During her time at UCS, Jessica contributed to three major grassroots EJ community-focused and serving projects, publications, and policy advocacy including: in Kansas City with RISE4EJ (Environmental Racism in the Heartland); in Wilmington, Delaware with Delaware Concerned Residents for Environmental Justice (Environmental Justice for Delaware); and in Houston, Texas with Texas Environmental Justice Advocacy Services (Double Jeopardy in Houston). Jessica also led and contributed to several justice-focused convenings around the topics of Science, Democracy, and Environmental Justice, Scientist-Community Partnerships, and Food Justice. Toxics were her main areas of focus, including ethylene oxide (EtO), PFAS, chemical facilities covered under the Environmental Protection Agency’s Risk Management Program, and cumulative impacts.

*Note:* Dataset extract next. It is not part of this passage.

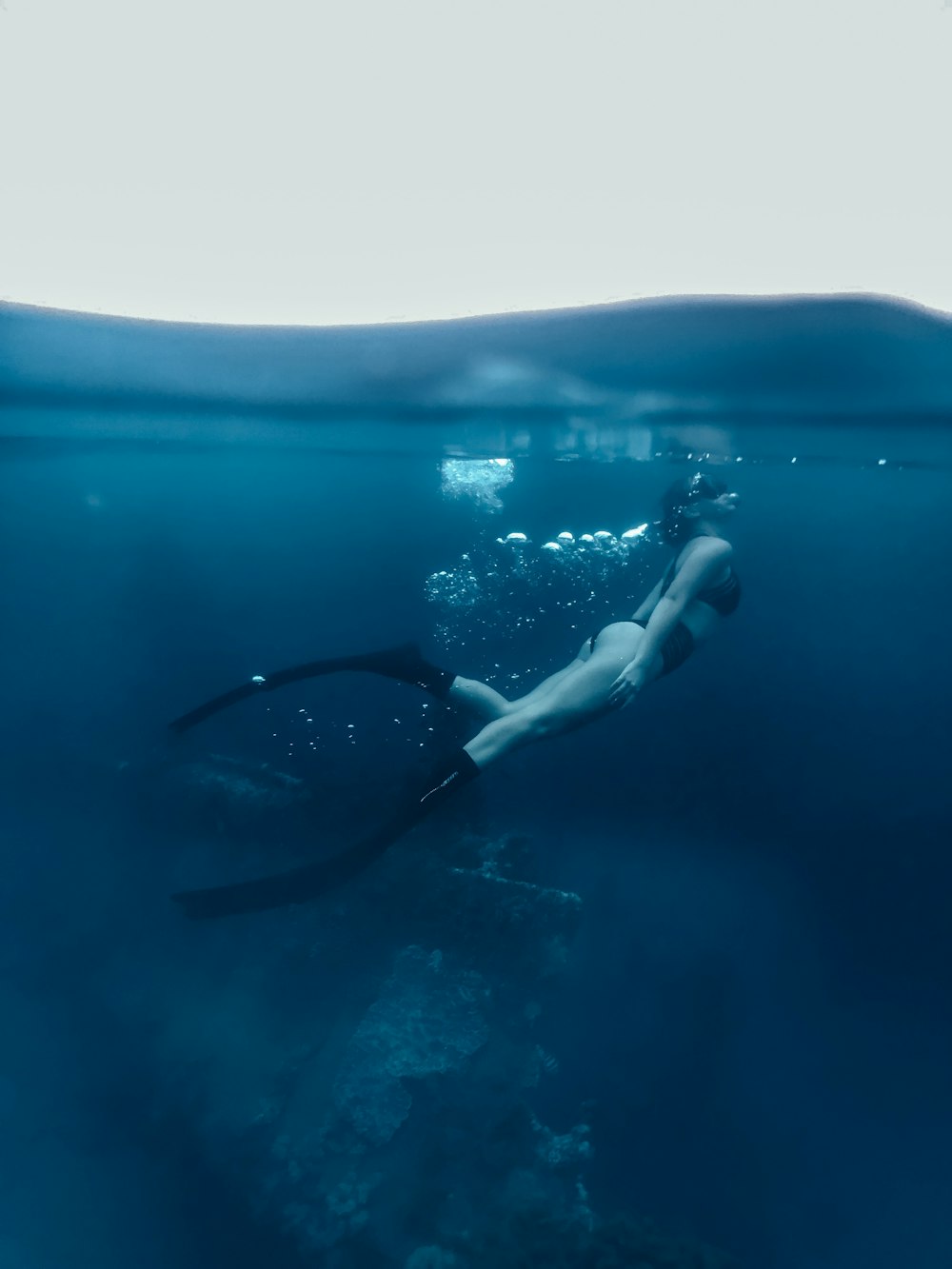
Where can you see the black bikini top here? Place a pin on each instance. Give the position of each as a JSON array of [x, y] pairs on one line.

Other works Jessica has contributed to include: Scientist-Community Partnerships: A Scientist’s Guide to Successful Collaboration; Invisible Threat, Inequitable Impacts: Communities Impacted by Cancer-Causing Ethylene Oxide Pollution; Abandoned Science, Broken Promises: How the Trump Administration’s Neglect of Science is Leaving Marginalized Communities Further Behind.   

Jessica has been an active member of the American Public Health Association (APHA) Environment Section. In 2019, she led a group of public health experts and worked with grassroots EJ leaders, academics, and policy folks to develop the policy statement “Addressing Environmental Justice to Achieve Health Equity.“ Jessica has presented on scientist-community partnerships in multiple venues, including at the Ecological Society of America annual conference and an American Geophysical Union’s webinar.  

Before UCS, Jessica worked at the University of Massachusetts Boston in the Biology Department – managing a National Institutes of Health (NIH) grant program that supported underrepresented students to go directly from undergraduate to PhD/MD-PhD programs in biomedical sciences. She also supported research, teaching, and administration via purchasing and managing supplies, equipment & chemicals. Jessica pursued an undergraduate degree in Biology with a focus on environmental science, and conducted research on acid rain, vernal pool biodiversity, and trophic interactions in freshwater.